Elle s'agenouilla devant la cheminée, la froide pierre humide contre ses paumes. Ses doigts coururent le long du manteau, cherchant une fissure, une irrégularité. Rien. La mâchefer était lisse, unie, sans relief.
Ses doigts trouvèrent alors une brique légèrement en retrait, presque invisible dans l'ombre. Elle appuya. Rien. Elle appuya plus fort. Un déclic sourd, un bruit de bois qui cède.
Un panneau de la lame du foyer céda, pivotant sur un axe invisible. À l'intérieur, un étui de cuir jauni, à peine plus grand qu'une boîte à chaussures, recouvert d'une peau de mouton ternie par les années.
Imogen le sortit, le posa sur ses genoux. L'étui s'ouvrit d'un coup, libérant une liasse de papiers noués par une ficelle de chanvre. Le premier document était un acte notarié, daté de 1955. Elle le déplia doucement, lisant à la lueur de la bougie qu'elle avait posée sur le sol.
*L'acte de cession de parcelle n° 7, dite « Le Guet de Fouras », de la famille Carrick à la famille Renfrew, incluant les droits d'accès au mouillage et à la crique de Pencarrick, en échange de la promesse de ne jamais vendre la maison dite Gull's Rest avant le terme de neuf générations.*
Neuf générations. Imogen laissa retomber ses mains, le papier tremblant dans ses doigts.
La promesse ne protégeait pas Gull's Rest pour toujours. Elle exigeait neuf générations de Renfrew. Et leur petite lignée — sa grand-mère, sa mère, elle — combien de générations restait-il ? Une seule. Elle.
C'était pour cela que le testament exigeait neuf mois. Neuf mois pour tenir. Pour découvrir ce que sa famille avait essayé — et échoué — à faire. Pour décider si elle serait celle qui tiendrait, ou celle qui laisserait tomber.
Imogen reposa l'acte dans l'étui, le referma, le glissa sous son bras. Elle remonta à sa chambre, remit les lettres dans l'ordre où elle les avait trouvées, cacha l'étui au fond du tiroir du bureau sous une pile de vieilles serviettes.

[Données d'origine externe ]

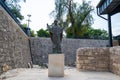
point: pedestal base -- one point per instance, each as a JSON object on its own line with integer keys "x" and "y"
{"x": 56, "y": 65}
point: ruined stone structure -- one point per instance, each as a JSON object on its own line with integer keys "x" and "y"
{"x": 99, "y": 59}
{"x": 41, "y": 47}
{"x": 14, "y": 44}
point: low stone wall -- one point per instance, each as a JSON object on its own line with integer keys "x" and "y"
{"x": 96, "y": 59}
{"x": 115, "y": 60}
{"x": 41, "y": 47}
{"x": 14, "y": 44}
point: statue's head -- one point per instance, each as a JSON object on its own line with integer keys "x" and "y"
{"x": 56, "y": 22}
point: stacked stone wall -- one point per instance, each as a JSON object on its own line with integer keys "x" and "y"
{"x": 96, "y": 59}
{"x": 14, "y": 45}
{"x": 41, "y": 47}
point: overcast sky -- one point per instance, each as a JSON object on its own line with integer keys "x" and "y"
{"x": 40, "y": 10}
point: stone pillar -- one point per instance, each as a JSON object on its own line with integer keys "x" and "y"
{"x": 56, "y": 65}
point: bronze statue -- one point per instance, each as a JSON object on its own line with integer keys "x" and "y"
{"x": 56, "y": 36}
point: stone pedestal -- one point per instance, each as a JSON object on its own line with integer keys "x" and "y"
{"x": 56, "y": 65}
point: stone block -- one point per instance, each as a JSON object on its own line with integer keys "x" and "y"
{"x": 56, "y": 65}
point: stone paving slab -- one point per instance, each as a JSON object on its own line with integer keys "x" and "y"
{"x": 70, "y": 74}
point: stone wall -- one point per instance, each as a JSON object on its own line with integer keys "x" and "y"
{"x": 14, "y": 45}
{"x": 41, "y": 47}
{"x": 96, "y": 59}
{"x": 115, "y": 60}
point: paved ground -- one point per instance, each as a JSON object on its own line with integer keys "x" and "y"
{"x": 70, "y": 74}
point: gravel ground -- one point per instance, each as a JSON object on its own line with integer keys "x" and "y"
{"x": 38, "y": 73}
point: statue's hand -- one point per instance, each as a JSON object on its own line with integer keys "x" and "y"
{"x": 48, "y": 26}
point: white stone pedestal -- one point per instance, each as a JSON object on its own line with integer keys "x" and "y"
{"x": 56, "y": 65}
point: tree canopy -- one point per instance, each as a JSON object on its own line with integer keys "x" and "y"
{"x": 15, "y": 8}
{"x": 78, "y": 16}
{"x": 43, "y": 33}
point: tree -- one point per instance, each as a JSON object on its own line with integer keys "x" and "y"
{"x": 15, "y": 8}
{"x": 78, "y": 17}
{"x": 43, "y": 33}
{"x": 32, "y": 33}
{"x": 96, "y": 34}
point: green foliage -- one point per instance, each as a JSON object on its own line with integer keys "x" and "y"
{"x": 43, "y": 33}
{"x": 15, "y": 8}
{"x": 96, "y": 34}
{"x": 78, "y": 16}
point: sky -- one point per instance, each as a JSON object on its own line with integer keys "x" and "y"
{"x": 40, "y": 15}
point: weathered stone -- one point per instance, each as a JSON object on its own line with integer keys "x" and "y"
{"x": 14, "y": 44}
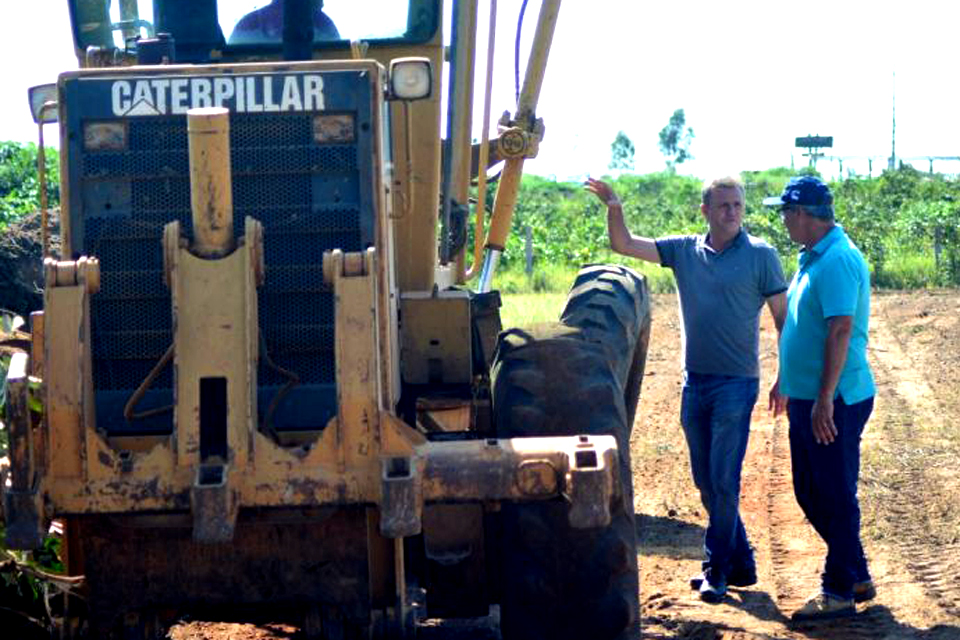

Elle retourna devant la fenêtre. L'orage semblait faiblir. Les rafales s'espagaient, la pluie tapait moins fort. Quelque part sous la nuit, Toby était peut-être en train de rejoindre sa propre maison, trempé, furieux, blessé. Elle avait été cruelle, et elle le savait. Mais elle avait aussi découvert ce soir que sa cruauté n'était pas une nouveauté — c'était un héritage.
Imogen laissa ses doigts courir sur le carreau froid. Elle avait eu tort de le chasser. Toby avait essayé de l'aider, et elle l'avait traité comme son père traitait tout le monde — comme un obstacle à écarter.
Elle inspira profondément, un frisson glacé dans la poitrine. Elle allait trouver Toby demain. Elle allait lui dire la vérité, toute la vérité. Sur les lettres, sur Ruth, sur la promesse territoriale, sur la clause de neuf générations.
Et si elle ne pouvait pas lui faire confiance, alors elle apprendrait à le faire. C'était peut-être ça, la vraie épreuve que sa grand-mère avait voulu lui laisser : non pas une auberge à sauver, mais le courage de pardonner celui qu'on croyait avoir perdu.
Elle souffla les bougies une à une, descendit vérifier les volets du rez-de-chaussée, et s'allongea tout habillée sur son lit. L'orage épuisé n'était plus qu'un murmure dans les murs. Imogen ferma les yeux, et pour la première fois depuis des semaines, le silence ne lui parut pas menaçant.
C'était un silence qui attendait la réponse.